Abgeordnete Barbara Riener (ÖVP): Werter Herr Präsident! Sehr geehrte Frau Bundesministerin! Hohes Haus! Gewalt an Kindern ist ein ernstes beziehungsweise dramatisches Thema, das betroffen macht. – Ich bitte jetzt alle Anwesenden, sich die Frage zu stellen: Wer von Ihnen schreitet persönlich ein, wenn Sie ein Kind im Park oder in einem Geschäft sehen, das von seinen Eltern rüde am Arm gezogen oder anders grob behandelt wird, etwa einen Schlag aufs Gesäß bekommt? – Das ist nur eine Frage von Mut.

Frau Bundesministerin Berger, ich begrüße Ihre Ausführungen bezüglich des Opfer­schutzes und den von Ihnen beschriebenen Ausbau von Strafbestimmungen und Tatbeständen in Bezug auf Gewalttaten. Als Sozialarbeiterin habe ich aber Bedenken, wenn es um die strikte uns sofortige Anzeigepflicht im strafrechtlichen Sinn geht.

Ein Beispiel aus meiner Praxis: Werte KollegInnen! Stellen Sie sich vor, was wir in der behördlichen Sozialarbeit zu tun haben, wenn wir Hinweise auf Kindesmisshandlung und körperliche Gewalt bekommen. – Wir gehen zur Familie, wir machen uns ein Bild, wir sprechen mit den Eltern beziehungsweise Erziehungsberechtigten, wir sprechen mit der Umgebung. Es gibt Gutachten von Ärzten und Psychologen. Und dann steht in einem Gutachten, dass nicht ausschließlich davon ausgegangen werden kann, dass eine gewisse Verletzung von einer Misshandlung stammt. Bei einer Anzeige im strafrechtlichen Sinn werden die Eltern aus Mangel an Beweisen freigesprochen.

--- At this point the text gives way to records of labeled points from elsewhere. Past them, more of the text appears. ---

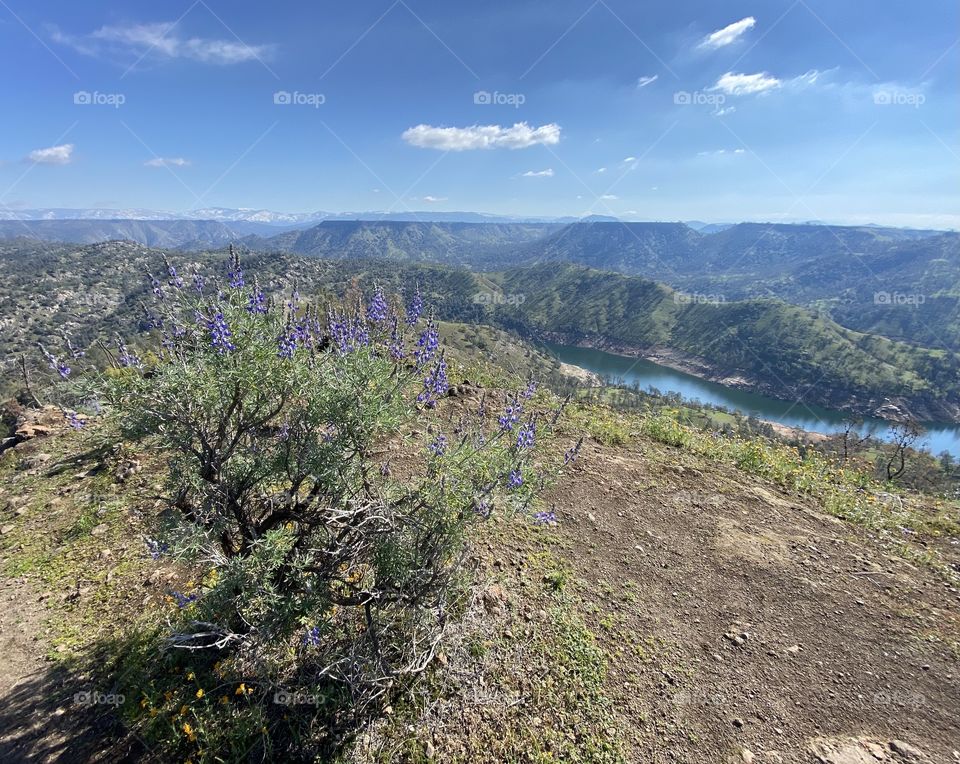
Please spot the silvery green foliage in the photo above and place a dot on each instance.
(299, 476)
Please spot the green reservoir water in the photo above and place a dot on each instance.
(939, 437)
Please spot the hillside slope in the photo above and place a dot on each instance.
(683, 610)
(781, 349)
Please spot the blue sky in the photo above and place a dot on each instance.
(717, 111)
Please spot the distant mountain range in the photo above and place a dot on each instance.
(282, 219)
(900, 283)
(764, 345)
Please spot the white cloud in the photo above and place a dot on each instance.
(720, 152)
(746, 84)
(53, 155)
(520, 136)
(160, 40)
(728, 35)
(167, 162)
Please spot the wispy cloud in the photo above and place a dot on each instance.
(167, 162)
(160, 40)
(52, 155)
(520, 136)
(720, 152)
(728, 35)
(746, 84)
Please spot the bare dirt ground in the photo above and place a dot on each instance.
(777, 633)
(742, 624)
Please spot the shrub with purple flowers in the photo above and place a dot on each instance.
(272, 421)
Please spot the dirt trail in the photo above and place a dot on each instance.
(750, 625)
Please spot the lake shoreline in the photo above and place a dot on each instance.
(891, 409)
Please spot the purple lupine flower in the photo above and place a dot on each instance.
(572, 453)
(339, 330)
(74, 420)
(526, 436)
(545, 518)
(435, 384)
(257, 303)
(377, 309)
(359, 332)
(510, 416)
(312, 637)
(219, 332)
(183, 599)
(415, 308)
(427, 344)
(293, 304)
(55, 363)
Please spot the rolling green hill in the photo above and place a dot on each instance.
(766, 345)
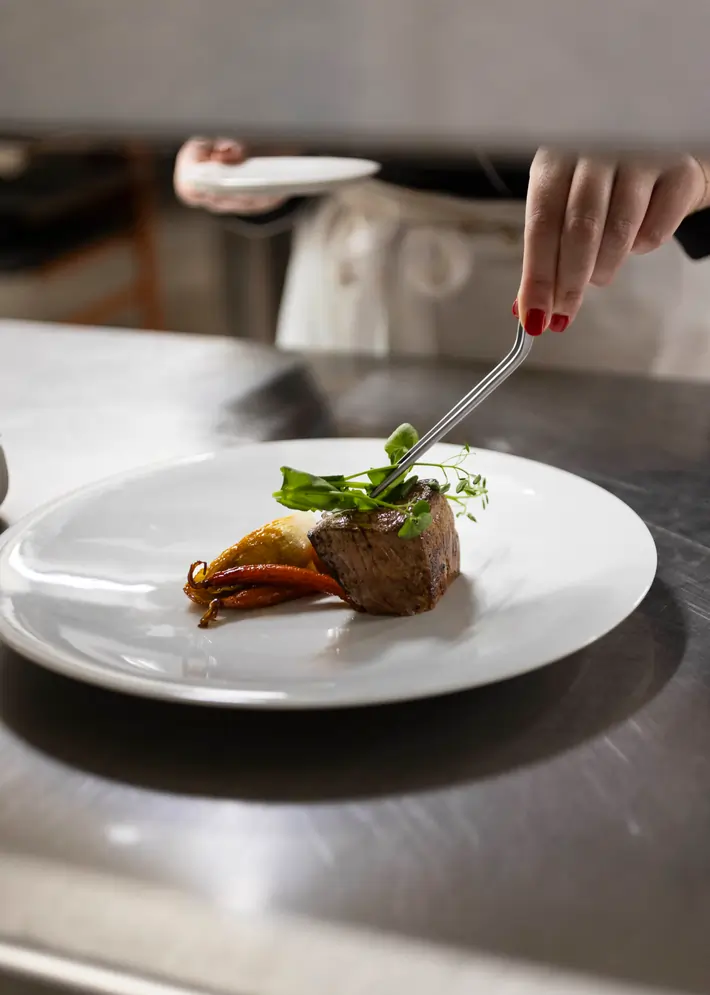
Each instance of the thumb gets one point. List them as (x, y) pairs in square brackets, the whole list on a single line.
[(228, 151)]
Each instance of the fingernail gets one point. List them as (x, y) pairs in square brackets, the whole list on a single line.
[(535, 321), (559, 322)]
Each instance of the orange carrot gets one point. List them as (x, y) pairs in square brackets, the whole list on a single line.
[(251, 597), (277, 575)]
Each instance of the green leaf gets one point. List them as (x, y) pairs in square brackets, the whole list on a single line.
[(400, 442), (377, 476), (401, 489), (414, 525)]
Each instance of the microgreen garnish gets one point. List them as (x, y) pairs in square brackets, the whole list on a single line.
[(304, 491)]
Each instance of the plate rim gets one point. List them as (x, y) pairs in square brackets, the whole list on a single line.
[(73, 667), (369, 167)]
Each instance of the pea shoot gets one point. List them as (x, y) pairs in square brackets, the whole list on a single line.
[(302, 491)]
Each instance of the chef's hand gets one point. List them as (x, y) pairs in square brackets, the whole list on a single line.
[(220, 150), (584, 216)]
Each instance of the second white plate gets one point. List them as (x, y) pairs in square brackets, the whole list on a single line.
[(92, 586), (280, 176)]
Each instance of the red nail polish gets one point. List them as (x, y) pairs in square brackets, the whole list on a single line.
[(535, 321), (559, 322)]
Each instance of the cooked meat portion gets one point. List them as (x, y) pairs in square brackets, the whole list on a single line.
[(386, 575)]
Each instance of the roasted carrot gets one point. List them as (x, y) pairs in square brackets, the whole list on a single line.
[(276, 575), (251, 597)]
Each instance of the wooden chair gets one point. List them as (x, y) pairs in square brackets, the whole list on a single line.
[(50, 224)]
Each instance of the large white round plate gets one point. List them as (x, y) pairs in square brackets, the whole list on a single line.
[(279, 176), (92, 586)]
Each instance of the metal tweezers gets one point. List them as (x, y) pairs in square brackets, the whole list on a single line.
[(482, 390)]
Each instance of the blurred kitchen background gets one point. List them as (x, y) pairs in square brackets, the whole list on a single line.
[(91, 232)]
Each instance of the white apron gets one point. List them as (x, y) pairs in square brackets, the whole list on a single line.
[(382, 270)]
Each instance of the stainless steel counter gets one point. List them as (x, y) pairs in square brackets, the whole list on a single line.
[(562, 817)]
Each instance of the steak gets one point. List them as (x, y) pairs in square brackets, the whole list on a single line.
[(381, 573)]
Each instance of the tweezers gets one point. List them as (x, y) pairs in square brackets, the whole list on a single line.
[(482, 390)]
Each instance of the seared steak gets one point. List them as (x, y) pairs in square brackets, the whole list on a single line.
[(386, 575)]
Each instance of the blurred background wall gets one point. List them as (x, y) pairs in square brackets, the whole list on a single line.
[(95, 99)]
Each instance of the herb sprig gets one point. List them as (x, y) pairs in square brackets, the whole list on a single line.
[(302, 491)]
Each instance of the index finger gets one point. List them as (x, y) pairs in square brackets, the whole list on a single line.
[(550, 181)]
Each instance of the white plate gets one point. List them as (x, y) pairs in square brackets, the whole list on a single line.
[(279, 176), (92, 586)]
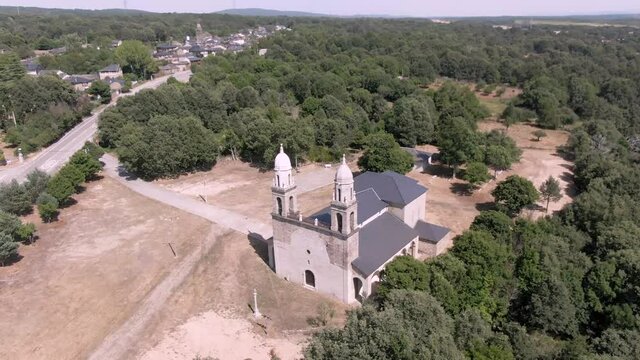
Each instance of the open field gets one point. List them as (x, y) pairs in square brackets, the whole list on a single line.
[(107, 257), (236, 186), (448, 205), (86, 272), (210, 317)]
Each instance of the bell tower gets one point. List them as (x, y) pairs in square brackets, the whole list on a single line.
[(283, 190), (344, 208)]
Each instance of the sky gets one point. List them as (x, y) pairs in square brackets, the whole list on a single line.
[(424, 8)]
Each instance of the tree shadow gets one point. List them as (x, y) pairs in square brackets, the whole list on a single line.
[(260, 245), (438, 170), (461, 189), (486, 206), (122, 172), (12, 260), (68, 203)]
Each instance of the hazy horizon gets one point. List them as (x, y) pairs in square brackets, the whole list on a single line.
[(362, 7)]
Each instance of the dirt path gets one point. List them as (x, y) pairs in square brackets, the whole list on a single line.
[(116, 344), (224, 217)]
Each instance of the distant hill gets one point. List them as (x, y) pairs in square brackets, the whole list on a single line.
[(268, 12)]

Wie geht es dann weiter? – Die Eltern werden sicherlich mit ihrem Kind – und ich meine jetzt sehr kleine Kinder – zu keinem Arzt mehr gehen und werden auch kein Vertrauen zu der Sozialarbeiterin aufbauen, sie werden verhindern, dass das Kind mit anderen Personen in Kontakt kommt, und das Kind selbst ist mehr als vorher der Gewalt der Eltern ausgesetzt.

Zusammenarbeit zwischen Justiz und behördlicher Zusammenarbeit begrüße ich sehr. Das möchte ich ausdrücklich betonen. Der Schutz des Kindes muss immer Vorrang haben, und dem müssen auch alle Gutachter Rechnung tragen. Was aber kann Babys und Kleinkindern wirklich helfen, dass sie solche Torturen nicht mehr erleiden müssen?

Wir müssen die Prävention stärken. Gerade mit Hilfe niedrigschwelliger Angebote wie zum Beispiel den Elternberatungsstellen können Auffälligkeiten frühzeitig erkannt und Überforderungen auch wahrgenommen werden. Im Prinzip wollen Eltern das Beste für ihre Kinder. Wenn man aber überfordert ist und nicht gelernt hat, dass man sich ver­trauensvoll an jemanden wenden kann und einem geholfen wird, dann wird das Gefühl übermächtig, dass man das nicht mehr aushält und nicht mehr schafft. Zur Hilflosigkeit kommt die Aggression. Sprachlosigkeit, die Unfähigkeit, Probleme zu formulieren und Auseinandersetzungen verbal auszutragen, haben oft Gewalt zu Folge, und zwar vor allem dann, wenn man das selbst in der Kindheit erlebt hat. Das soll aber jetzt nichts entschuldigen. Es soll auch entsprechende Strafen geben.

In diesem Zusammenhang ist ein Maßnahmenbündel erforderlich, und ich nenne jetzt einige Beispiele: Zunächst erwähne ich den Ausbau von Elternberatungsstellen in allen Bundesländern. Das steht zwar im Jugendwohlfahrtsgesetz, ist aber nicht verpflich­tend, und es kommt auch vor, dass Elternberatungsstellen und Eltern-Kind-Zentren nicht ausgebaut, sondern sogar geschlossen werden, weil das Geld nicht reicht.